Monday, January 14, 2008

Goodbye to all that

After 128 days, the resignation of one prime minister, the selection of another, the aborted resignation of the leader of the largest opposition party, and the "re-passage" of a major bill in the House of Representatives over the rejection of the House of Councillors, the 2007 special session of the Diet — Japan's latest experiment with divided government — has come to a close.

Despite the impression of gridlock, Mainichi reports that the Diet passed twenty-six bills this session (fourteen government bills, twelve individual member bills), one more than was passed in the 2006 special session. Of the thirteen bills submitted to the HC by the DPJ, only one — on support for disaster victims — passed.

The battles of this session, however, were nothing more than a prelude to the showdown to come. The LDP is now divided over whether the anti-terror law should be the government's last use of its HR supermajority (not to mention the underlying divisions in the party that were only temporarily settled when Mr. Fukuda took office). Thanks to the precedent, various government and LDP officials have begun making the case for the use of the supermajority to pass budget-related bills and an extension of the temporary gas tax, most recently Finance Minister Nukaga. The DPJ's divisions are equally apparent after the struggle over the anti-terror law.
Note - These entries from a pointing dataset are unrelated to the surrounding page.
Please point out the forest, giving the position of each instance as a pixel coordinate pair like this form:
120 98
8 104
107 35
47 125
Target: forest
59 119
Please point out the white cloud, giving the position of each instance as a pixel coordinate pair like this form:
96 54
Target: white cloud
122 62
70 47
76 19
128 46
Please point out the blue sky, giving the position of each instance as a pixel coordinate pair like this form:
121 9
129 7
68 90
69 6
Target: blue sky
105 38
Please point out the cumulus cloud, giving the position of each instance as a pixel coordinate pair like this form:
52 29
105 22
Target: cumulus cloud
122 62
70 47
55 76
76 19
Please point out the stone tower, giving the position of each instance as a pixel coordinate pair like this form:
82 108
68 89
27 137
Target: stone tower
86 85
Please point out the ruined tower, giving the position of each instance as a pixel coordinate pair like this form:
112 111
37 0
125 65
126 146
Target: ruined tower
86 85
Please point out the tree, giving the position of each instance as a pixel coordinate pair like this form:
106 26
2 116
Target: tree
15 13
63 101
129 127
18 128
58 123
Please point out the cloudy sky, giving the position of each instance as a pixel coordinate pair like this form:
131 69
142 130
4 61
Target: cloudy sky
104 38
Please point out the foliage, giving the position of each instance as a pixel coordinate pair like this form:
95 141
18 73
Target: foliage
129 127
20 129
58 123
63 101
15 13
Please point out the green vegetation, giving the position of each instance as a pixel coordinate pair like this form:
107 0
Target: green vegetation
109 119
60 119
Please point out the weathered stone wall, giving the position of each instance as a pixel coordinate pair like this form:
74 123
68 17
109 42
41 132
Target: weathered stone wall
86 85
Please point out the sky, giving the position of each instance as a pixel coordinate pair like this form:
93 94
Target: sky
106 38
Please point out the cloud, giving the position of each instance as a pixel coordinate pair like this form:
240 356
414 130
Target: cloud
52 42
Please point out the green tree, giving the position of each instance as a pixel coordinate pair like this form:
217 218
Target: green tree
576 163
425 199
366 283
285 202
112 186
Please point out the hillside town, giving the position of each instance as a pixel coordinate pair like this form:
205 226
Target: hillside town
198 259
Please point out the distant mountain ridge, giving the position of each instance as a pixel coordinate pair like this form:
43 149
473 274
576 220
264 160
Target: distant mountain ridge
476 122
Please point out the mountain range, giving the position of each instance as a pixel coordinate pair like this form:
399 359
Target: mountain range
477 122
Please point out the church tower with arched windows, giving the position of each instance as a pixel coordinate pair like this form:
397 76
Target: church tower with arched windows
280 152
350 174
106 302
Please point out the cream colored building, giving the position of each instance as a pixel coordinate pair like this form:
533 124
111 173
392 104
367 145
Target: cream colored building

Will all of this result in a general election, whether in the middle of this Diet session or in the late summer (or another time of the government's choosing)? That question will loom large over this session's deliberations.

Hold on tight.

1 comment:

Bryce said...

Use a controversial political tactic to pass a tax? Are they nuts?

In any case, the amount of legislation that got through in the end shows that what I've been saying about this all along holds. There is no "stagnation" in the current arrangement. Only stalling.

As for using the supermajority* on budgetary items, why doesn't the LDP just wait for the budget and slip the items in there? That's due in a few months and they don't need their supermajority to get it passed.

*I've been studying politics for years now and that word STILL sounds like a professional wrestling move to me.